A aprovação do aumento de capital do BRB nesta quarta-feira (22) contou com um empurrão decisivo da Comissão de Valores Mobiliários. No início da semana, o colegiado da autarquia rejeitou um parecer da área técnica que recomendava adiar por 30 dias a assembleia que autorizou a operação bilionária.
A assembleia foi realizada pela manhã, por videoconferência, e aprovou a proposta que permite ao Banco de Brasília captar entre 536 milhões e 8,8 bilhões por meio da emissão de novas ações. A operação faz parte de um esforço para recompor o caixa da instituição após perdas bilionárias ligadas ao escândalo Banco Master.
A discussão na CVM começou a partir de um pedido da associação de empregados e aposentados do banco, a ANEABRB. O grupo não tentou barrar o aumento de capital, mas alegou que os acionistas estavam sendo chamados a votar sem acesso a informações essenciais, especialmente as demonstrações financeiras de 2025 e dados trimestrais mais recentes.
A área técnica da CVM concordou com o diagnóstico.
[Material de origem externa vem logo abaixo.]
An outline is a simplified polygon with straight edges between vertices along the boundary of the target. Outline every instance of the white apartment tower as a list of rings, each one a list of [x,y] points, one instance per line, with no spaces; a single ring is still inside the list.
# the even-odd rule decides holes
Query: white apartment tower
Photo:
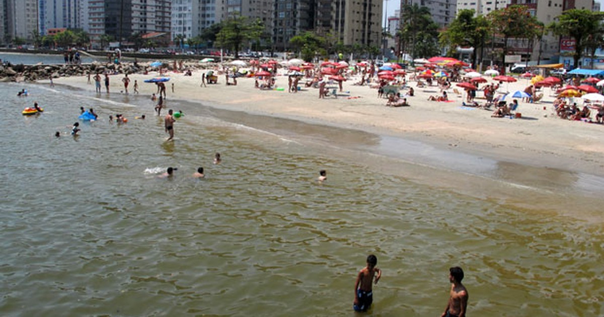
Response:
[[[37,0],[6,0],[6,33],[11,39],[31,40],[38,29]]]

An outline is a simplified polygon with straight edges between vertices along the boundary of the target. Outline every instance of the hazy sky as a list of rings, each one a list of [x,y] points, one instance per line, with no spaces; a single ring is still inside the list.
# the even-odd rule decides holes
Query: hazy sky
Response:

Embora tenha reconhecido que não há proibição formal para realizar aumento de capital sem balanço atualizado, avaliou que a falta desses dados compromete a qualidade da decisão. No parecer, afirmou que a situação “prejudica substancialmente o exercício de voto dos acionistas”.
O alerta ganha peso pelo tamanho da operação. O aumento pode diluir em mais de 75% a participação de quem não acompanhar a subscrição. Sem números atualizados, os técnicos apontaram que os investidores não têm como avaliar com segurança o impacto da operação e o preço das ações. Segundo o parecer, “não é possível afirmar que o preço estaria sendo calculado refletindo a situação real da Companhia”.
Apesar disso, a recomendação técnica não prosperou. No colegiado, prevaleceu uma leitura mais restritiva do papel da CVM. O diretor João Accioly, presidente interino, argumentou que não havia base legal para o adiamento, já que nenhum acionista pediu formalmente a suspensão da assembleia.
Já a diretora Marina Copola avaliou que, mesmo com lacunas, o conjunto de informações divulgado pelo banco era suficiente para permitir a deliberação e que a CVM não deve ampliar exigências além do que está previsto na regulação.
A decisão da CVM abriu caminho para a realização da assembleia e para a aprovação do aumento de capital, considerado peça central no plano de recuperação do banco. Contudo, o sucesso da operação ainda depende da adesão dos acionistas e da capacidade do governo do Distrito Federal de aportar recursos.